Auto-Generated Config:
// config/config.go - CreateZeroConfig()
Config{
Agents: map[string]AgentConfig{
"assistant": {
LLM: "gpt",
SessionStore: "default-session-store", // Auto-assigned
Memory: MemoryConfig{
Working: WorkingMemoryConfig{
Strategy: "summary_buffer",
},
},
},
},
SessionStores: map[string]SessionStoreConfig{
"default-session-store": {
Backend: "sql",
SQL: &SessionSQLConfig{
Driver: "sqlite",
Database: "./data/sessions.db", // Created automatically
MaxConns: 10,
},
},
},
}
Result:
- ✅ SQLite DB at ./data/sessions.db
- ✅ Session persistence enabled
- ✅ Works immediately without config
2. Explicit Config (Production)¶
config.yaml:
session_stores:
prod-sessions:
backend: sql
sql:
driver: postgres
host: db.example.com
port: 5432
database: hector_prod
username: ${DB_USER}
password: ${DB_PASSWORD}
max_conns: 100
max_idle: 20
ssl_mode: require
agents:
customer-support:
llm: gpt
session_store: prod-sessions
memory:
working:
strategy: summary_buffer
max_messages: 50
longterm:
backend: qdrant
qdrant:
url: https://qdrant.example.com
collection: customer_memories
math-assistant:
llm: claude
session_store: prod-sessions # Shared DB, isolated by agent_id
memory:
working:
strategy: buffer_window
window_size: 10
Command:
./hector serve --config config.yaml --port 9301
3. Multi-Agent Shared Store¶
Scenario: 10 agents, 1 PostgreSQL database
session_stores:
shared-postgres:
backend: sql
sql:
driver: postgres
host: shared-db.internal
database: all_agents_sessions
max_conns: 200 # Pool shared across agents
agents:
agent1: {session_store: shared-postgres}
agent2: {session_store: shared-postgres}
# ... agent3-10 ...
Architecture:
┌─────────────────────────────────────────┐
│ ComponentManager (1 instance) │
│ ┌───────────────────────────────────┐ │
│ │ sessionStoreDBs["shared-postgres"]│ │
│ │ ↓ │ │
│ │ *sql.DB (connection pool) │ │
│ └───────────────────────────────────┘ │
│ ↑ ↑ ↑ │
│ agent1 agent2 agent3 │
│ (agentID=a1)(agentID=a2)(agentID=a3) │
└─────────────────────────────────────────┘
↓ (shared connection)
┌─────────────────────────────────────────┐
│ PostgreSQL (shared-postgres) │
│ ┌───────────────────────────────────┐ │
│ │ sessions table: │ │
│ │ (s1, a1), (s1, a2), (s1, a3) ... │ │
│ └───────────────────────────────────┘ │
└─────────────────────────────────────────┘
Benefits: - ✅ Single DB connection pool (efficient) - ✅ Multi-agent isolation (composite key) - ✅ Centralized session management
Database Schema¶
Sessions Table¶
CREATE TABLE sessions (
id VARCHAR(255) NOT NULL, -- Session ID (user-provided or auto)

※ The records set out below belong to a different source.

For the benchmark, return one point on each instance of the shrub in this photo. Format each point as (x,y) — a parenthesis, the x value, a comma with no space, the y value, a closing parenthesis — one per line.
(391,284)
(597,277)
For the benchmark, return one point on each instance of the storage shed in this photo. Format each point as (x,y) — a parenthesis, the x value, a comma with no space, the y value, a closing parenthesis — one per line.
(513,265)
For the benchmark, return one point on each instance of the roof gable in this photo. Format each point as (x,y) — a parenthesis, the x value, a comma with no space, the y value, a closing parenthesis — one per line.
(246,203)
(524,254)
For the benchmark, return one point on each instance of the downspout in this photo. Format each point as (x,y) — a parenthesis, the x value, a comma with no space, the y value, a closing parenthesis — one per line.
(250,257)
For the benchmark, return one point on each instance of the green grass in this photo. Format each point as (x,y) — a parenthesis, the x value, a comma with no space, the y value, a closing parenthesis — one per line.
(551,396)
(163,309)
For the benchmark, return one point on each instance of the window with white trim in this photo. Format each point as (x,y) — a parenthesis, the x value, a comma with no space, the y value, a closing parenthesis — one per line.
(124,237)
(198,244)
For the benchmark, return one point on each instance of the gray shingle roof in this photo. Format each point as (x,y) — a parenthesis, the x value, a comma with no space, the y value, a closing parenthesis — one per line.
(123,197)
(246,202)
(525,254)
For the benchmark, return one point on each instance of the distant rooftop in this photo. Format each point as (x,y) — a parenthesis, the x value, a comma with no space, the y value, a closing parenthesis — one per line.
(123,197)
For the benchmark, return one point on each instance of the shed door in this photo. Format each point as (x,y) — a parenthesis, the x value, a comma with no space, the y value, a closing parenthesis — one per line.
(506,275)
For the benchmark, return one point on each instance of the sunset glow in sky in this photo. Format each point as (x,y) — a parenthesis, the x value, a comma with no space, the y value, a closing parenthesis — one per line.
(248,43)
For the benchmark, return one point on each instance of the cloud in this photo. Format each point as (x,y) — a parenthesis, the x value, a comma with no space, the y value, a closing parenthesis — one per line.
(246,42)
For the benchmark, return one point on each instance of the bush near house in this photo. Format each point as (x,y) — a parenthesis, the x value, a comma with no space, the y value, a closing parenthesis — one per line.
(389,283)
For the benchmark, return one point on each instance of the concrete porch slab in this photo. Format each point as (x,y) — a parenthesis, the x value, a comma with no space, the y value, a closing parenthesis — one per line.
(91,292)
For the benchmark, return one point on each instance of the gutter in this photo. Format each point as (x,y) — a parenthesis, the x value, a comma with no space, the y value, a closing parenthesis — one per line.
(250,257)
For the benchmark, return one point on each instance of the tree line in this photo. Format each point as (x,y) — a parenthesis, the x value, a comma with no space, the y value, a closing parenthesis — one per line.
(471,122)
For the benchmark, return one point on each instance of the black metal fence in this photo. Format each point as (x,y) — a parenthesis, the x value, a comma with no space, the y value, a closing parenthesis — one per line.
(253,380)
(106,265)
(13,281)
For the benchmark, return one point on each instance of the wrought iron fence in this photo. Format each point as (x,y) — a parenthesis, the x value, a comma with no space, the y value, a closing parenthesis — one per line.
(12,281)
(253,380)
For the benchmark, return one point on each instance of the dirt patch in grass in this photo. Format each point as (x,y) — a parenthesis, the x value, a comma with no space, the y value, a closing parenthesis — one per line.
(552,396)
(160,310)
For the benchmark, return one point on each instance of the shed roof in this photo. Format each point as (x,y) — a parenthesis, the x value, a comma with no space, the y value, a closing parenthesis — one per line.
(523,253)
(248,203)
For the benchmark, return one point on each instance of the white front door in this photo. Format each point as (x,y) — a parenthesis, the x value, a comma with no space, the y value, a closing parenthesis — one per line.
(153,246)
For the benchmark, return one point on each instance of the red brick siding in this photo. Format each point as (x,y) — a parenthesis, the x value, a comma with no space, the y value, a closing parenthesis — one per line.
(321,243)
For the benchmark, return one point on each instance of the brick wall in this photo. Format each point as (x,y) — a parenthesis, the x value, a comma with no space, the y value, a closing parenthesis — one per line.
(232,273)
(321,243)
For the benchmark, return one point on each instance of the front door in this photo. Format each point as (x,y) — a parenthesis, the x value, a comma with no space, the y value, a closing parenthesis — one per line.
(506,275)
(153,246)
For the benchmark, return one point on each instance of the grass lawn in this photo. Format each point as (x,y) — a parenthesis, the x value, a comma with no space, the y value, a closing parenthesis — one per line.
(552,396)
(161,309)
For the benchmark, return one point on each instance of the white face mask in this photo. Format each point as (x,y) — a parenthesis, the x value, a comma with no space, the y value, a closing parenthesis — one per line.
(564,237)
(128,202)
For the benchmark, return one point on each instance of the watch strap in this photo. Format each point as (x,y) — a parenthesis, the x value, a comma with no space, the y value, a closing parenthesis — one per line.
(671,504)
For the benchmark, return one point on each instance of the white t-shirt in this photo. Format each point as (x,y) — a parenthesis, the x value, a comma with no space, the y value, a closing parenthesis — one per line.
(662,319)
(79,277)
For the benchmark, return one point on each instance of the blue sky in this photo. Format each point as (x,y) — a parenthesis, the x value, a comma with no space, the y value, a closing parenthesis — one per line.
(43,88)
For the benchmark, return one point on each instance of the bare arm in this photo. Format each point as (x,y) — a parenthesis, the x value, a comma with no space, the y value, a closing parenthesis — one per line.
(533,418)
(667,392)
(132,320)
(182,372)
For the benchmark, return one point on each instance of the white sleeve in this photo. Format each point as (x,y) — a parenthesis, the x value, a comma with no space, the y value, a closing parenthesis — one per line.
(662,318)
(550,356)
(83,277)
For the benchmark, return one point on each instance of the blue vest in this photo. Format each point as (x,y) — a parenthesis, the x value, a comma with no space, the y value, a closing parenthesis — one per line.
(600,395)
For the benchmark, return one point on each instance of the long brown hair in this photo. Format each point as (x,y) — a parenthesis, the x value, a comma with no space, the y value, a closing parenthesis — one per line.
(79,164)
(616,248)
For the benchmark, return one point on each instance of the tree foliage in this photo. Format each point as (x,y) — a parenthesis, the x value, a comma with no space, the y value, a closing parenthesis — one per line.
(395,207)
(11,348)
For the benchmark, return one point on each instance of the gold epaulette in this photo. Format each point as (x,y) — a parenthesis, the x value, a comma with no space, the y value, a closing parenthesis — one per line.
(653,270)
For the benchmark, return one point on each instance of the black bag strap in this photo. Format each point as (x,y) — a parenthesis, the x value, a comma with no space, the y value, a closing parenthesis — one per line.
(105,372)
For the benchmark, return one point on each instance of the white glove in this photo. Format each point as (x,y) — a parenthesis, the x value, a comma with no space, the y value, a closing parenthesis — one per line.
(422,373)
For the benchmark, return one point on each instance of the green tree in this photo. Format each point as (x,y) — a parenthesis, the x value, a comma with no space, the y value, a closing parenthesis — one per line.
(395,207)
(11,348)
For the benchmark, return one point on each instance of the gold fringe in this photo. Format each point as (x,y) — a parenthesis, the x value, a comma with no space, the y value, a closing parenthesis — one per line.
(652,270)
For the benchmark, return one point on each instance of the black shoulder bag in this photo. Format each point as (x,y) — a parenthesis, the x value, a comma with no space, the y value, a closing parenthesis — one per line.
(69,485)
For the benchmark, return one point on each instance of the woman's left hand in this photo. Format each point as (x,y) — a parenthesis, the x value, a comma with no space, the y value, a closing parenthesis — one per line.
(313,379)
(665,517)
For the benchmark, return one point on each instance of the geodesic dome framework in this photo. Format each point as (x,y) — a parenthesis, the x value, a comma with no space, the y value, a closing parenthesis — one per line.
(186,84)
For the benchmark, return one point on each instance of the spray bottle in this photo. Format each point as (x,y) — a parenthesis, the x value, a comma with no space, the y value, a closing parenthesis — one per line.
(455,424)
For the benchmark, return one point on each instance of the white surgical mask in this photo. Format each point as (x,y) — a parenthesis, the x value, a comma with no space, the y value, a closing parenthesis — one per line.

agent_id VARCHAR(255) NOT NULL, -- Agent isolation key
metadata TEXT, -- JSON metadata (optional)
created_at TIMESTAMP NOT NULL,
updated_at TIMESTAMP NOT NULL,
PRIMARY KEY (id, agent_id) -- Composite key for multi-agent
);
-- Index for performance
CREATE INDEX idx_sessions_agent_updated
ON sessions(agent_id, updated_at DESC);
Session Messages Table¶
CREATE TABLE session_messages (
message_id VARCHAR(255) PRIMARY KEY, -- UUID
session_id VARCHAR(255) NOT NULL, -- Foreign key to sessions.id
message_json TEXT NOT NULL, -- Protobuf JSON serialization
created_at TIMESTAMP NOT NULL,
FOREIGN KEY (session_id) REFERENCES sessions(id)
);
-- Index for efficient retrieval
CREATE INDEX idx_session_messages_session_created
ON session_messages(session_id, created_at ASC);
Data Example¶
After 2 agents use session "s1":
sessions:
┌──────┬──────────────┬──────────┬─────────────┬─────────────┐
│ id │ agent_id │ metadata │ created_at │ updated_at │
├──────┼──────────────┼──────────┼─────────────┼─────────────┤
│ s1 │ assistant │ {} │ 10:00:00 │ 10:05:00 │
│ s1 │ math_bot │ {} │ 10:02:00 │ 10:03:00 │
└──────┴──────────────┴──────────┴─────────────┴─────────────┘
session_messages:
┌────────────┬────────────┬─────────────────────────────┬─────────────┐
│ message_id │ session_id │ message_json │ created_at │
├────────────┼────────────┼─────────────────────────────┼─────────────┤
│ uuid-1 │ s1 │ {"role":"USER","parts":[...]}│ 10:00:01 │
│ uuid-2 │ s1 │ {"role":"AGENT","parts":[...│ 10:00:05 │
│ uuid-3 │ s1 │ {"role":"USER","parts":[...]}│ 10:02:01 │ ← math_bot
│ uuid-4 │ s1 │ {"role":"AGENT","parts":[...│ 10:02:03 │ ← math_bot
└────────────┴────────────┴─────────────────────────────┴─────────────┘
Query for assistant's session s1:
SELECT sm.message_json
FROM session_messages sm
JOIN sessions s ON sm.session_id = s.id
WHERE sm.session_id = 's1' AND s.agent_id = 'assistant';
-- Result: uuid-1, uuid-2 only (isolated!)
Component Interactions¶
Startup Sequence¶
1. main.go
├─ Load config.yaml
└─ Create ComponentManager
├─ Register LLM providers
├─ Register session stores
└─ Register vector databases
2. AgentFactory.CreateAgent("assistant")
├─ Get agent config
├─ componentManager.GetSessionService("default-session-store", "assistant")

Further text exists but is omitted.